Ralph marschierte zur Tür, wo er sich seine alte Jeansjacke und eine Taschenlampe schnappte. Seth drückte er eine zweite Taschenlampe in die Hand. Er ging raus und fing an, auf den Wald zuzulaufen.
Oh-oh, dachte Seth. Er musste sich um Gus kümmern. Er musste seinen VW holen. Aber er kannte seinen Großvater zu gut. Wenn Ralph sich etwas in den Kopf gesetzt hatte, konnte Seth nichts tun, um ihn davon abzubringen, und das war jetzt der Fall.
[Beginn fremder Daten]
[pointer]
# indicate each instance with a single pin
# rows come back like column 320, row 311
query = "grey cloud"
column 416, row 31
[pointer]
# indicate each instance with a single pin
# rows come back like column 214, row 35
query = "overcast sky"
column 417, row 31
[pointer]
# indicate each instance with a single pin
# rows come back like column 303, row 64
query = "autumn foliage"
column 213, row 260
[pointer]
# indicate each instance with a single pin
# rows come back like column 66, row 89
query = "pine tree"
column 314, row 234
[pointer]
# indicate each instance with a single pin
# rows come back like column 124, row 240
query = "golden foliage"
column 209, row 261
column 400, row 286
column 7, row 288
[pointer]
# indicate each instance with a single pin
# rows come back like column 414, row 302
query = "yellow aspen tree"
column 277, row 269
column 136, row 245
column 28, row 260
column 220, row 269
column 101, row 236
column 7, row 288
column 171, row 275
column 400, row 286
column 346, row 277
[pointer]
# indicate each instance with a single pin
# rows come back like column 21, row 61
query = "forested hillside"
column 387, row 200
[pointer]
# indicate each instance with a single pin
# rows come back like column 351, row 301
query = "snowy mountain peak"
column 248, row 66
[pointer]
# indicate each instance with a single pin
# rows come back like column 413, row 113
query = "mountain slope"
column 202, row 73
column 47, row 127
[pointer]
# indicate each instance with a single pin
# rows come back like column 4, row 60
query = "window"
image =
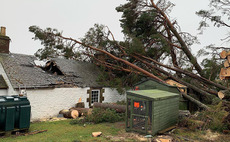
column 95, row 96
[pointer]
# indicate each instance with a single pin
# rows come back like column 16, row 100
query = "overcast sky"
column 75, row 17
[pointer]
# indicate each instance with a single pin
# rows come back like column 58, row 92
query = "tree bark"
column 224, row 94
column 117, row 59
column 198, row 103
column 190, row 74
column 180, row 40
column 208, row 97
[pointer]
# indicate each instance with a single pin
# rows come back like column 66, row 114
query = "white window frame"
column 98, row 90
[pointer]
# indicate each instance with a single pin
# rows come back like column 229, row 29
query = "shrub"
column 100, row 115
column 108, row 115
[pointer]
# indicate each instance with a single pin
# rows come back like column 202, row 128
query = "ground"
column 64, row 131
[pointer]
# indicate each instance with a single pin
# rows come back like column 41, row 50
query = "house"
column 51, row 88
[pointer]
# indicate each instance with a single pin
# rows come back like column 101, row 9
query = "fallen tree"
column 150, row 38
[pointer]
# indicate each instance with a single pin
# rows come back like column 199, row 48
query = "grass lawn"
column 65, row 132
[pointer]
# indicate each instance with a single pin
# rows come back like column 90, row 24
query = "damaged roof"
column 23, row 73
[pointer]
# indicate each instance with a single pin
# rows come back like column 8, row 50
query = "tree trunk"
column 208, row 97
column 118, row 108
column 190, row 74
column 224, row 94
column 184, row 47
column 198, row 103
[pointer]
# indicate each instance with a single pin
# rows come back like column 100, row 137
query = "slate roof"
column 22, row 72
column 3, row 84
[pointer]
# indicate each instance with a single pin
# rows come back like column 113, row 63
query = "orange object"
column 136, row 104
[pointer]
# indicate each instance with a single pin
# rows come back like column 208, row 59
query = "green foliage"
column 123, row 102
column 212, row 63
column 99, row 116
column 108, row 115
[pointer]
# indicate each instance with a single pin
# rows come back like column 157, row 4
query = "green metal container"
column 14, row 113
column 150, row 111
column 152, row 84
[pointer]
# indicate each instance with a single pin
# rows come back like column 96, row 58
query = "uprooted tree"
column 153, row 47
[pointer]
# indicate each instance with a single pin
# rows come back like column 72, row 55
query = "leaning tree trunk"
column 224, row 94
column 208, row 97
column 180, row 40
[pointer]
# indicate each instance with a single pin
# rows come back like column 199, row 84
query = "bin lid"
column 153, row 94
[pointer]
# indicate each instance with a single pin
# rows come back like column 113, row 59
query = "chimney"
column 4, row 41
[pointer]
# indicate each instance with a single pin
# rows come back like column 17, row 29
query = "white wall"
column 10, row 90
column 46, row 103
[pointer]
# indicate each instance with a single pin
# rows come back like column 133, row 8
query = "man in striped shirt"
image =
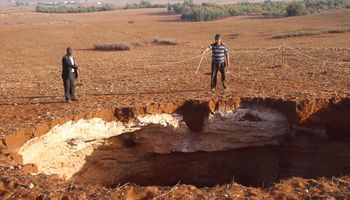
column 220, row 60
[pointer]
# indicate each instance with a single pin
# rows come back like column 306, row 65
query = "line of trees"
column 73, row 9
column 208, row 11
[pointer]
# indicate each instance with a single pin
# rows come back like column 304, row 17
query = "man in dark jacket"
column 220, row 60
column 69, row 74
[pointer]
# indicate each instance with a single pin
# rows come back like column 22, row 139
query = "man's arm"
column 227, row 56
column 206, row 50
column 67, row 62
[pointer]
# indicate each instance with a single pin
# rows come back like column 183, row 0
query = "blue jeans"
column 215, row 67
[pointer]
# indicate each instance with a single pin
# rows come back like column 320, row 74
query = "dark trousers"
column 69, row 88
column 215, row 67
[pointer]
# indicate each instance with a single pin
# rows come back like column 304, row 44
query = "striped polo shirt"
column 218, row 53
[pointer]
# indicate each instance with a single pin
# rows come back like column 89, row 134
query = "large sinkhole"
column 254, row 146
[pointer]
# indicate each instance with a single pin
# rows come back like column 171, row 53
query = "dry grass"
column 123, row 46
column 310, row 33
column 139, row 43
column 163, row 41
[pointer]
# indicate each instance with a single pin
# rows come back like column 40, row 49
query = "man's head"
column 218, row 39
column 69, row 51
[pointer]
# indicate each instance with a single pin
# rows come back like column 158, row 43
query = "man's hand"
column 205, row 50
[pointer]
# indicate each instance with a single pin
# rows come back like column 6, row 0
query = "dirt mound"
column 253, row 142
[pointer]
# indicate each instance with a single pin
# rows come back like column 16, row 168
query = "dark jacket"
column 67, row 68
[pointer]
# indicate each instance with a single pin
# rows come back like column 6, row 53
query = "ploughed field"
column 280, row 130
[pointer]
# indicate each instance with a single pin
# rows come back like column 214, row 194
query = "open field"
column 32, row 101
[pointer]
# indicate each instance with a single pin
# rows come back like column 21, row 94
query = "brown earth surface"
column 150, row 79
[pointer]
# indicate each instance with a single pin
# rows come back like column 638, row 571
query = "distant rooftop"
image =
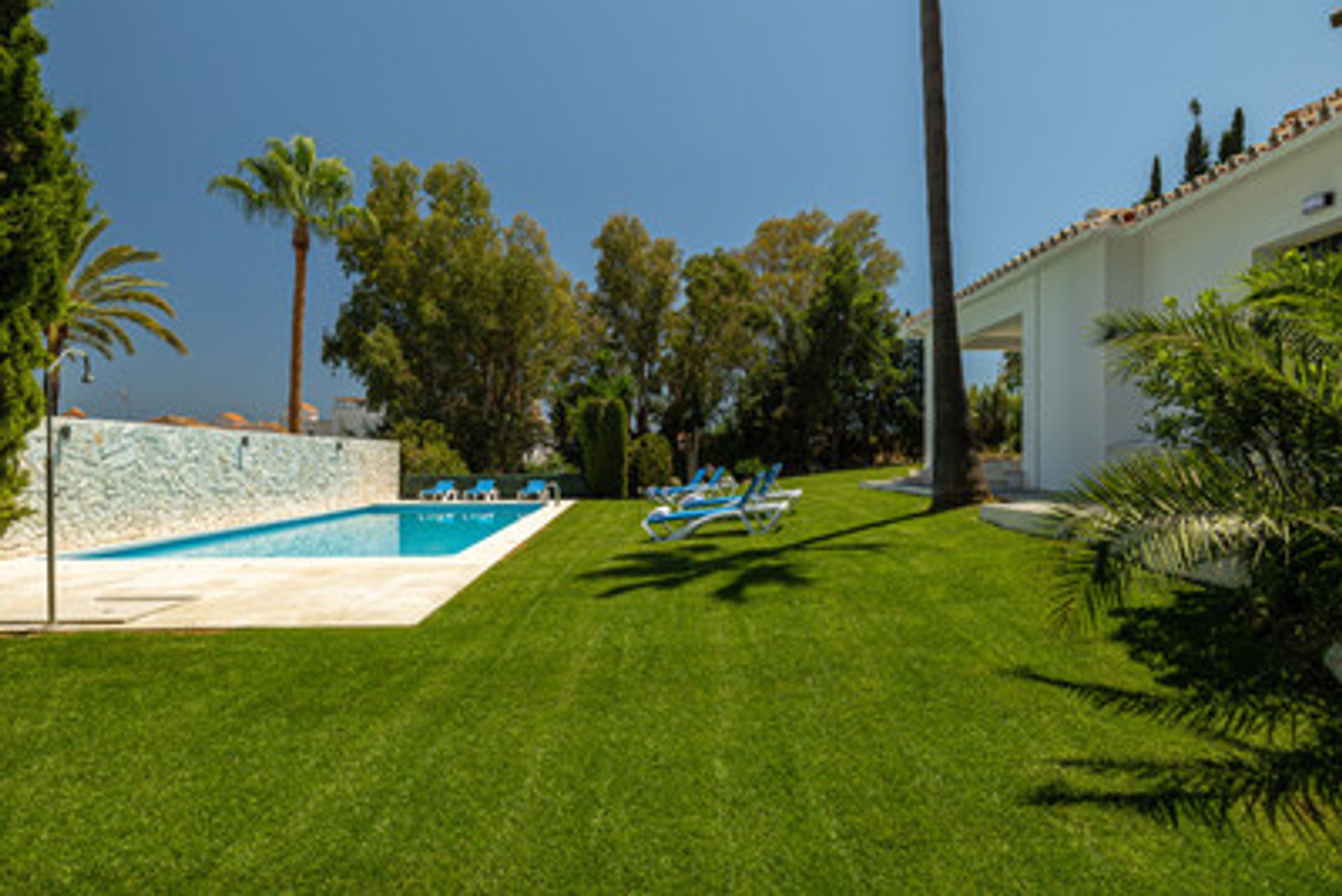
column 1292, row 125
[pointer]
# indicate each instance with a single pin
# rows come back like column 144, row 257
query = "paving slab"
column 189, row 593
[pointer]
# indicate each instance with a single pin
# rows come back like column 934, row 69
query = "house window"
column 1325, row 246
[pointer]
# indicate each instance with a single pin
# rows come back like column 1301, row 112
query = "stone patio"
column 250, row 593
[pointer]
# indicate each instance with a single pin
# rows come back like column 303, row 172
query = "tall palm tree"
column 289, row 184
column 957, row 478
column 102, row 297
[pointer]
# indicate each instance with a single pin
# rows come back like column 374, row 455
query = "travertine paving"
column 252, row 593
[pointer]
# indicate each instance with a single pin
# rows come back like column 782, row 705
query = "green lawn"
column 828, row 707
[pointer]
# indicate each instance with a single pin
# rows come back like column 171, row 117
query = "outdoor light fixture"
column 1318, row 201
column 50, row 382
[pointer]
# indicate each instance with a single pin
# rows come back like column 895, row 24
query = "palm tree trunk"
column 957, row 478
column 296, row 345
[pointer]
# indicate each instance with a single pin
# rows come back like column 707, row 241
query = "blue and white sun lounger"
column 442, row 490
column 764, row 493
column 482, row 490
column 670, row 525
column 668, row 494
column 693, row 490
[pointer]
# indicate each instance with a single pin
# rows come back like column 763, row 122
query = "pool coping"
column 238, row 593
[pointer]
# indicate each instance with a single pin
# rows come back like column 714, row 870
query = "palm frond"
column 103, row 296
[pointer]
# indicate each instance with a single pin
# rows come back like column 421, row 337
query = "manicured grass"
column 825, row 709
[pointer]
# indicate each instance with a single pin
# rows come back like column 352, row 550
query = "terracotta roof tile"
column 1292, row 125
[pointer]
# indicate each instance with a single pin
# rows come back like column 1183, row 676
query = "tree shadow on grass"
column 1269, row 716
column 666, row 568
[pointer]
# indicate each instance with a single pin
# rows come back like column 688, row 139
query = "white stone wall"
column 117, row 482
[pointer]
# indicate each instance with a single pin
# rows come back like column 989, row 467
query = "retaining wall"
column 118, row 482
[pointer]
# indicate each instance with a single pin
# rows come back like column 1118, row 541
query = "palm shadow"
column 1270, row 723
column 668, row 568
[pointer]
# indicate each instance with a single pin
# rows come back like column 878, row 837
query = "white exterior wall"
column 1218, row 235
column 1072, row 366
column 1076, row 412
column 118, row 482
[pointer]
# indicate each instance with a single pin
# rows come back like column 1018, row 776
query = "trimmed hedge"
column 604, row 435
column 650, row 462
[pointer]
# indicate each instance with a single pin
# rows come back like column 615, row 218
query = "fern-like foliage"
column 1244, row 496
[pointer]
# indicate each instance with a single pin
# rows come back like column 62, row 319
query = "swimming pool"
column 382, row 530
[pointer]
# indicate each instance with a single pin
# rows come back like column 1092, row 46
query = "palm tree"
column 289, row 184
column 1248, row 401
column 102, row 298
column 957, row 478
column 1247, row 494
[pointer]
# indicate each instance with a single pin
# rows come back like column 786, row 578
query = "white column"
column 1031, row 452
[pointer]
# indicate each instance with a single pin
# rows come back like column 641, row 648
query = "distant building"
column 1278, row 195
column 351, row 416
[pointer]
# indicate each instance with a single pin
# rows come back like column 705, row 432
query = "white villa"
column 1275, row 196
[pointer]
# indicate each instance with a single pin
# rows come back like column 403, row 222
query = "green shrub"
column 426, row 449
column 650, row 462
column 604, row 435
column 995, row 416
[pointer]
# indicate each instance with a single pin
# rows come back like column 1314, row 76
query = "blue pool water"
column 370, row 531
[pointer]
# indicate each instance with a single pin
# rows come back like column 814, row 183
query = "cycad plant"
column 103, row 298
column 1246, row 494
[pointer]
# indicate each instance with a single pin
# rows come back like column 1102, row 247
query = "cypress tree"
column 1156, row 188
column 43, row 207
column 1197, row 153
column 1232, row 140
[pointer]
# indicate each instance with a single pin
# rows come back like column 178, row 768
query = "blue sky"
column 701, row 117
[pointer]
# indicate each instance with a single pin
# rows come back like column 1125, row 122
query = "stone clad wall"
column 117, row 482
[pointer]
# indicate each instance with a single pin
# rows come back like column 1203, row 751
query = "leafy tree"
column 637, row 283
column 43, row 208
column 453, row 317
column 290, row 185
column 102, row 299
column 1232, row 140
column 846, row 386
column 1155, row 189
column 427, row 448
column 712, row 345
column 957, row 478
column 1196, row 152
column 1248, row 396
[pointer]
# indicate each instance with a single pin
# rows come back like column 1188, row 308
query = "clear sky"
column 704, row 117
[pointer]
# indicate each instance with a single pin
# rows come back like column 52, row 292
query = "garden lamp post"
column 49, row 382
Daher trottete Seth hinter ihm her.
Ralph stapfte zum Wald hinter seinem Haus und auf einen Weg zu, der zwischen den Bäumen verschwand. Der Weg war nicht mehr als ein schmaler Trampelpfad, den Ralph durch dichte, wild wuchernde Vegetation gehauen hatte. Tiefer im Wald kamen sie zu einem zweiten Weg. Dem folgten sie und schlugen dann noch einen dritten Weg ein. Da wusste Seth, wohin sein Großvater ihn führte, auch wenn ihm noch nicht klar war, warum.
Es war eine Lichtung, die ungefähr so groß war wie vier Parkbuchten. Auf ihr waren zwei Hemlocktannen so nah aneinandergewachsen, dass sie mit ihren Ästen ein V bildeten. In diesem V befand sich ein Baumhaus.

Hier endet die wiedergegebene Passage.